Avec la non-reconduction de Christine Defraigne à son poste de chef de groupe au Sénat, le MR espère avoir retrouvé la sérénité. Pour redevenir un parti comme les autres où les uns ou les autres ne passent pas leur temps à dénigrer leur patron. Que ce soit au PS ou au CDH, il faut en effet remonter loin, bien loin pour retrouver les dernières charges d’un clan contre le président. On l’a dit, le fait que la fille de Jean Defraigne-le-terrible ait récemment aménagé son blog en y retraçant ses faits d’armes depuis 2003 montre à suffisance qu’elle sentait venir l’orage. Cela n’aura toutefois pas empêché Dominique Tilmans, sa remplaçante, de clamer que sa rivale était attendue au tournant, depuis des âges. Tiens, en faisant monter la Luxembourgeoise en grade, le MR se serait-il trouvé une femme plus vipérine que la désormais ex-chef de groupe au Sénat ? Pas impossible…

La phrase de la semaine

Avant, au marché dominical de Jette, destination obligée pour qui veut palper du « vrai Bruxelles », on entendait parler néerlandais.

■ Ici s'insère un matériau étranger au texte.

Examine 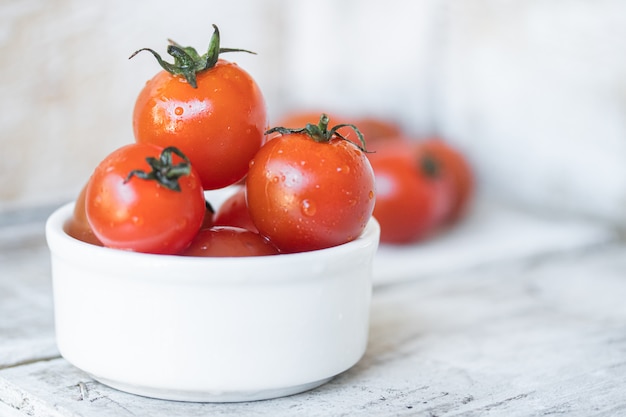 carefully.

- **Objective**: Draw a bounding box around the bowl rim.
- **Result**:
[45,201,380,282]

On en voyait beaucoup plus, de ces couples bicommunautaires (comprenez : formé par une francophone et un Flamand, ou inversement) qui s’adressaient des petits noms doux dans les deux langues. « Chou », « Loulou », « Chéri », côtoyaient les « Poepie », « Tomatje » ou « Mouchke » (les Flamands sont décidément plus originaux). Eh bien, au marché de Jette, désormais, on n’en voit plus beaucoup, de ces couples mixtes. (l’ancienne journaliste du Vif, Isabelle Philippon, dans le mensuel Psychologies)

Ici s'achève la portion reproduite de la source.